28.5.1. Characters in regular expressions

Note: The raw string notation `r'...'` is most useful for regular expressions; see raw strings, above.

These characters have special meanings in regular expressions:

 `.` Matches any character except a newline. `^` Matches the start of the string. `\$` Matches the end of the string. `r*` Matches zero or more repetitions of regular expression `r`. `r+` Matches one or more repetitions of `r`. `r?` Matches zero or one `r`. `r*?` Non-greedy form of `r*`; matches as few characters as possible. The normal `*` operator is greedy: it matches as much text as possible. `r+?` Non-greedy form of `r+`. `r??` Non-greedy form of `r?`. `r{m,n}` Matches from `m` to `n` repetitions of `r`. For example, `r'x{3,5}'` matches between three and five copies of letter `'x'`; `r'(bl){4}'` matches the string `'blblblbl'`. `r{m,n}?` Non-greedy version of the previous form. `[...]` Matches one character from a set of characters. You can put all the allowable characters inside the brackets, or use `a-b` to mean all characters from `a` to `b` inclusive. For example, regular expression `r'[abc]'` will match either `'a'`, `'b'`, or `'c'`. Pattern `r'[0-9a-zA-Z]'` will match any single letter or digit. `[^...]` Matches any character not in the given set. `rs` Matches expression `r` followed by expression `s`. `r|s` Matches either `r` or `s`. `(r)` Matches `r` and forms it into a group that can be retrieved separately after a match; see `MatchObject`, below. Groups are numbered starting from 1. `(?:r)` Matches `r` but does not form a group for later retrieval. `(?Pr)` Matches `r` and forms it into a named group, with name `n`, for later retrieval. `(?P=n)` Matches whatever string matched an earlier `(?Pr)` group. `(?#...)` Comment: the “`...`” portion is ignored and may contain a comment. `(?=...)` The “`...`” portion must be matched, but is not consumed by the match. This is sometimes called a lookahead match. For example, `r'a(?=bcd)'` matches the string `'abcd'` but not the string `'abcxyz'`. Compared to using `r'abcd'` as the regular expression, the difference is that in this case the matched portion would be `'a'` and not `'abcd'`. `(?!...)` This is similar to the `(?=...)`: it specifies a regular expression that must not match, but does not consume any characters. For example, `r'a(?!bcd)'` would match `'axyz'`, and return `'a'` as the matched portion; but it would not match `'abcdef'`. You could call it a negative lookahead match.
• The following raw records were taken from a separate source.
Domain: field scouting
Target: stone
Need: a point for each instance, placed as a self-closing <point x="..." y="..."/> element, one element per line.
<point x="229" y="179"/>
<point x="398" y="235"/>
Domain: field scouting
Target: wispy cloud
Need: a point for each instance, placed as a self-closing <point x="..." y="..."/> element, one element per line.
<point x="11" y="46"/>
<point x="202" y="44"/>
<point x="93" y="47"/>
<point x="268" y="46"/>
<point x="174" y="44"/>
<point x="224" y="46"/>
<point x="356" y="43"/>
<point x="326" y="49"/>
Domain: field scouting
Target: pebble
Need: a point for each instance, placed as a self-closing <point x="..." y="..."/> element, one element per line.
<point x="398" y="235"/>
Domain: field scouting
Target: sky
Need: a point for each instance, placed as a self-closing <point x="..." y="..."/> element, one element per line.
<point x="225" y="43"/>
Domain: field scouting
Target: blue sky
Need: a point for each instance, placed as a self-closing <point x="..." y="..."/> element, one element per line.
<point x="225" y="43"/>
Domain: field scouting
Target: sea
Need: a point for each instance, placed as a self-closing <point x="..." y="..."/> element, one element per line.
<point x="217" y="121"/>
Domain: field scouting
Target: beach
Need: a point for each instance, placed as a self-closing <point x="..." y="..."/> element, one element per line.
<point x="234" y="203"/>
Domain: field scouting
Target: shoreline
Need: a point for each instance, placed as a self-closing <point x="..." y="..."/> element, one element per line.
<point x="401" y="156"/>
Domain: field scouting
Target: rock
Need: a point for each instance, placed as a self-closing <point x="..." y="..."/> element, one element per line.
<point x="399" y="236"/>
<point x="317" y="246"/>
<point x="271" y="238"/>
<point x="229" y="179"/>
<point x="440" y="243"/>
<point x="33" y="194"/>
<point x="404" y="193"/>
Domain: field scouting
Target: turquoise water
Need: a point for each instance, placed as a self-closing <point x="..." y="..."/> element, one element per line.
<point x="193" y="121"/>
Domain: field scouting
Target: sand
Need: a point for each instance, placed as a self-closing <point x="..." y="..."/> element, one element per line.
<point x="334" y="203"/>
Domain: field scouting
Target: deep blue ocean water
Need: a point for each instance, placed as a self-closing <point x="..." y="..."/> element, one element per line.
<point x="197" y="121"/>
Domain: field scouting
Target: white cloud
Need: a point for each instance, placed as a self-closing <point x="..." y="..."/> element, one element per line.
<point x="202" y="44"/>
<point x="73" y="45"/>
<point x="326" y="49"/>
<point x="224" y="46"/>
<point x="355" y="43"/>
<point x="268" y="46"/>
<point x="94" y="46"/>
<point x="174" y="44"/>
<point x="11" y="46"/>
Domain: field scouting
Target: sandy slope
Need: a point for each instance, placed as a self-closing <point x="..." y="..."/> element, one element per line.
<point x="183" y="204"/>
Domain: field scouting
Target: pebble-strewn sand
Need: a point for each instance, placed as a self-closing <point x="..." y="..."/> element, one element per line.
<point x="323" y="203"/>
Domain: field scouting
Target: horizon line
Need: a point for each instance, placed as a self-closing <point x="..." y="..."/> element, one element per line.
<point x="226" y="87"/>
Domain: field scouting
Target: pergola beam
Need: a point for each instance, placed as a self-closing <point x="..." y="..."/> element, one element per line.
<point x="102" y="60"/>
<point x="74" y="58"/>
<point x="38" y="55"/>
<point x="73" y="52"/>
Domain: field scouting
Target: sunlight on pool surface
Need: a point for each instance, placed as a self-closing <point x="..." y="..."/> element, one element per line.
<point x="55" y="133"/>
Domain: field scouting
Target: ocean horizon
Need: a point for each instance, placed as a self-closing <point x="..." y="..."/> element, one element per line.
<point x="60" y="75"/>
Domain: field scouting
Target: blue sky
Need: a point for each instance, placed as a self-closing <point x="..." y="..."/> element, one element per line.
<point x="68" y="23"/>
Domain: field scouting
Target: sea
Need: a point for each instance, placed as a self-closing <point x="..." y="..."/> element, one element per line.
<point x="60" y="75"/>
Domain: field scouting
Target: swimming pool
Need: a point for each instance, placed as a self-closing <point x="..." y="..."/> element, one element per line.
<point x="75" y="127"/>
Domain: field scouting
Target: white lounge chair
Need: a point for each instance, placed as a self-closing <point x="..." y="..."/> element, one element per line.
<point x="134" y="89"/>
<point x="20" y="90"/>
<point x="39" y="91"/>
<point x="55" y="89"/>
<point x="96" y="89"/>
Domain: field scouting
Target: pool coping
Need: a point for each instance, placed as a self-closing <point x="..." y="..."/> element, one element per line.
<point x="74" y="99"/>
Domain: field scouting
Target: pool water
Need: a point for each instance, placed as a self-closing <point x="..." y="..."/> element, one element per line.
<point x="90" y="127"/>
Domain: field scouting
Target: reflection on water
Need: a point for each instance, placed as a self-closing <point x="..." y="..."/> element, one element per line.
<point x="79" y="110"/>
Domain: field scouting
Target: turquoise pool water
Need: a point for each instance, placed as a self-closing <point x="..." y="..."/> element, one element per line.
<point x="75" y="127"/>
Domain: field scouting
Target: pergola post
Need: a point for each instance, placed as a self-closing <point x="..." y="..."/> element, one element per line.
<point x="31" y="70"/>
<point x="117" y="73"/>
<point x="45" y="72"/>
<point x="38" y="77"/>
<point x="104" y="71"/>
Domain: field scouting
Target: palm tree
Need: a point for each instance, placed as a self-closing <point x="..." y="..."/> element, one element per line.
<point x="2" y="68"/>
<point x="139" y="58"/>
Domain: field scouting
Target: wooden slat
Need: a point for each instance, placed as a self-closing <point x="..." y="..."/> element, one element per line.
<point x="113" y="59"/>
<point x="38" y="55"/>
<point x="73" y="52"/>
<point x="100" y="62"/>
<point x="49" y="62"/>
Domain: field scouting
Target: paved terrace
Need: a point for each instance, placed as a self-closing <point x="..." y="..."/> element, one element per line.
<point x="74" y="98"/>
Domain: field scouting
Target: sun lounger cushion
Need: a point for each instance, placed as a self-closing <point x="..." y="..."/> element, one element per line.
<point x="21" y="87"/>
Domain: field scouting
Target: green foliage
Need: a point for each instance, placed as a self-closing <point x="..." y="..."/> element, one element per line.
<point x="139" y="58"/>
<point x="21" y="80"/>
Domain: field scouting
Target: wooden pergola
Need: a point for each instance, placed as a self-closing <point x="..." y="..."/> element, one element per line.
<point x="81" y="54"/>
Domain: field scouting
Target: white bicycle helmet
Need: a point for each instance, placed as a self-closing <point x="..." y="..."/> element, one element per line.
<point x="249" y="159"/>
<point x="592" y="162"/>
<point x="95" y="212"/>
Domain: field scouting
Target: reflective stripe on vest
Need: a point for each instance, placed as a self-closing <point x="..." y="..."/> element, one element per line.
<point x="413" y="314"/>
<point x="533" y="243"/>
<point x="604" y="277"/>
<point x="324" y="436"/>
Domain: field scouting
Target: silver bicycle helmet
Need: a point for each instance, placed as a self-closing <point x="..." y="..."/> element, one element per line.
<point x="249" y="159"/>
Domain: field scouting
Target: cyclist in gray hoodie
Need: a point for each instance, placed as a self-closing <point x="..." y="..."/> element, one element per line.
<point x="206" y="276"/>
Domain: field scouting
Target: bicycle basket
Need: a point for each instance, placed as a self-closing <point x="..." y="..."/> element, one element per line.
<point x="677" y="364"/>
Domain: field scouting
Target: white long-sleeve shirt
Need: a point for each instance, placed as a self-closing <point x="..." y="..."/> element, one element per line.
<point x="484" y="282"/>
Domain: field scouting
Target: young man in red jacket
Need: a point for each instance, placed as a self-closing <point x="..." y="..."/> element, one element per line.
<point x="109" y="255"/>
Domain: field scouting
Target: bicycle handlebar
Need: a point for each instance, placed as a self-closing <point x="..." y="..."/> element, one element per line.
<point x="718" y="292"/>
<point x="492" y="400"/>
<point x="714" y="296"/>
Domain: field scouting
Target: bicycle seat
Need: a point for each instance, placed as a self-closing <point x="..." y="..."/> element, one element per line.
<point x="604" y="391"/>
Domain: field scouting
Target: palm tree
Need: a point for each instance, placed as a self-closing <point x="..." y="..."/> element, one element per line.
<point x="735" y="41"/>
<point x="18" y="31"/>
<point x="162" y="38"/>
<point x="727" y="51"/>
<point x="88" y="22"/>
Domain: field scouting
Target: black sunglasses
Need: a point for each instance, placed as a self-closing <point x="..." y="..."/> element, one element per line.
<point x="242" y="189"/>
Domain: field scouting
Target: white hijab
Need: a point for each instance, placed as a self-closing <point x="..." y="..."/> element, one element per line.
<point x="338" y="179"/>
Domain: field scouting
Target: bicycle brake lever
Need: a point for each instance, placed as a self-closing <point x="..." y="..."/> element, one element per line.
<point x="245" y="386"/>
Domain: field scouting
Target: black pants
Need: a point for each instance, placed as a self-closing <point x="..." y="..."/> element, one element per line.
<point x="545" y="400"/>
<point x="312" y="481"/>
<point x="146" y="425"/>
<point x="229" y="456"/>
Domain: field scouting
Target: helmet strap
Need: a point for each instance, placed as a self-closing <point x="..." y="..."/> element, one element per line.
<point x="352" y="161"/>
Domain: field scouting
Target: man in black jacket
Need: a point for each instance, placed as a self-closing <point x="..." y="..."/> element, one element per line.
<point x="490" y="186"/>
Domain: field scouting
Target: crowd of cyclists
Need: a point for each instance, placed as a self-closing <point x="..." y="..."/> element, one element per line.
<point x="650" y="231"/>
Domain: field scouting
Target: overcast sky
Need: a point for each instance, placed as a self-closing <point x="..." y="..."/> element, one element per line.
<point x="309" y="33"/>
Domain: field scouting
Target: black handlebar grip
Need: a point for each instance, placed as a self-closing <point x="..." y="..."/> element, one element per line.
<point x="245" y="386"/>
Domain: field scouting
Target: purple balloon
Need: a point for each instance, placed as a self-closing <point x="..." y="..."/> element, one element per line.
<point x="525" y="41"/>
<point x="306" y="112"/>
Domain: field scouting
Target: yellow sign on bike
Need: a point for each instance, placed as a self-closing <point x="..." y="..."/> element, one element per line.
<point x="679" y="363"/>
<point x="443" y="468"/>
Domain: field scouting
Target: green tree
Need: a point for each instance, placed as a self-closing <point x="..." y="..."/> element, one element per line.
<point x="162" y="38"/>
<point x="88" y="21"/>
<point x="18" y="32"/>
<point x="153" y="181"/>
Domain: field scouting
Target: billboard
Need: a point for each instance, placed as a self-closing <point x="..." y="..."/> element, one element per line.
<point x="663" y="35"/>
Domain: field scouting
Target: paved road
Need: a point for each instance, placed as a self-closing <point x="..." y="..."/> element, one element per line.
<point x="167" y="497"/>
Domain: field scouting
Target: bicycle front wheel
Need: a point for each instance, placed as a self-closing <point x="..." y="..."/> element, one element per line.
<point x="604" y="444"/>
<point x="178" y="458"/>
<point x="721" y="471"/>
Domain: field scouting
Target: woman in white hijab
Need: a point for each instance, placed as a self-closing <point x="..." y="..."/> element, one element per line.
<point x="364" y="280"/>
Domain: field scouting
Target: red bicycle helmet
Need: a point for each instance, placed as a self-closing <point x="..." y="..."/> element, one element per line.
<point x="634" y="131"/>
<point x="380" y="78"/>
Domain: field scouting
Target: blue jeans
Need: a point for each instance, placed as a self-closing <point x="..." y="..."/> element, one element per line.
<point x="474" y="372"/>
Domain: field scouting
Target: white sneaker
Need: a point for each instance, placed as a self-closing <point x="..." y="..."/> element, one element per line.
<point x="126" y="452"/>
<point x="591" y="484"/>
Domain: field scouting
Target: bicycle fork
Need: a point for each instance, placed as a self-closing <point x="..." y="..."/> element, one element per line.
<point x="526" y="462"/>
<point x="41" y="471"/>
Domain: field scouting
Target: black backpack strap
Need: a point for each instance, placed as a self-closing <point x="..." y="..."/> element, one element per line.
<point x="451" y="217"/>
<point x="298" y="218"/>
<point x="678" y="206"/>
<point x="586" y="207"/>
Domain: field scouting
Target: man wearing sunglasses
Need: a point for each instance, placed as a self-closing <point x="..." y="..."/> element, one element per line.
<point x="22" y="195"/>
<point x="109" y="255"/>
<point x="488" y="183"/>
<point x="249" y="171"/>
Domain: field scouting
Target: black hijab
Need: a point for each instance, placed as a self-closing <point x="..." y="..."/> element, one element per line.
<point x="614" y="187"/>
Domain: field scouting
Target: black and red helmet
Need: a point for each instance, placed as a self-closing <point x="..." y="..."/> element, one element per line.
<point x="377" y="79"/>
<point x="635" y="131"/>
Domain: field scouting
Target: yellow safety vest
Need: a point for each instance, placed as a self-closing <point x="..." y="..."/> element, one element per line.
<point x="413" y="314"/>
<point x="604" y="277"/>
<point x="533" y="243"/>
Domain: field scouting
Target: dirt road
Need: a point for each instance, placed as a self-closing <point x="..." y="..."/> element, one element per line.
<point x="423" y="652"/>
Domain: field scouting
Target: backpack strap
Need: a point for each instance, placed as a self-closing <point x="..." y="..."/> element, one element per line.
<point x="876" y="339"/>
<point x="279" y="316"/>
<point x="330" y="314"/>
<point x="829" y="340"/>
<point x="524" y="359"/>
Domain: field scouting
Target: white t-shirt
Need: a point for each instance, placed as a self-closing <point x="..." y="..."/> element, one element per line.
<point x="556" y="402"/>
The special sequences in the table below are recognized. However, many of them function in ways that depend on the locale; see Section 19.4, “What is the locale?”. For example, the `r'\s'` sequence matches characters that are considered whitespace in the current locale.

 `\n` Matches the same text as a group that matched earlier, where `n` is the number of that group. For example, `r'([a-zA-Z]+):\1'` matches the string `"foo:foo"`. `\A` Matches only at the start of the string. `\b` Matches the empty string but only at the start or end of a word (where a word is set off by whitespace or a non-alphanumeric character). For example, `r'foo\b'` would match `"foo"` but not `"foot"`. `\B` Matches the empty string when not at the start or end of a word. `\d` Matches any digit. `\D` Matches any non-digit. `\s` Matches any whitespace character. `\S` Matches any non-whitespace character. `\w` Matches any alphanumeric character plus the underbar `'_'`. `\W` Matches any non-alphanumeric character. `\Z` Matches only at the end of the string. `\\` Matches a backslash (`\`) character.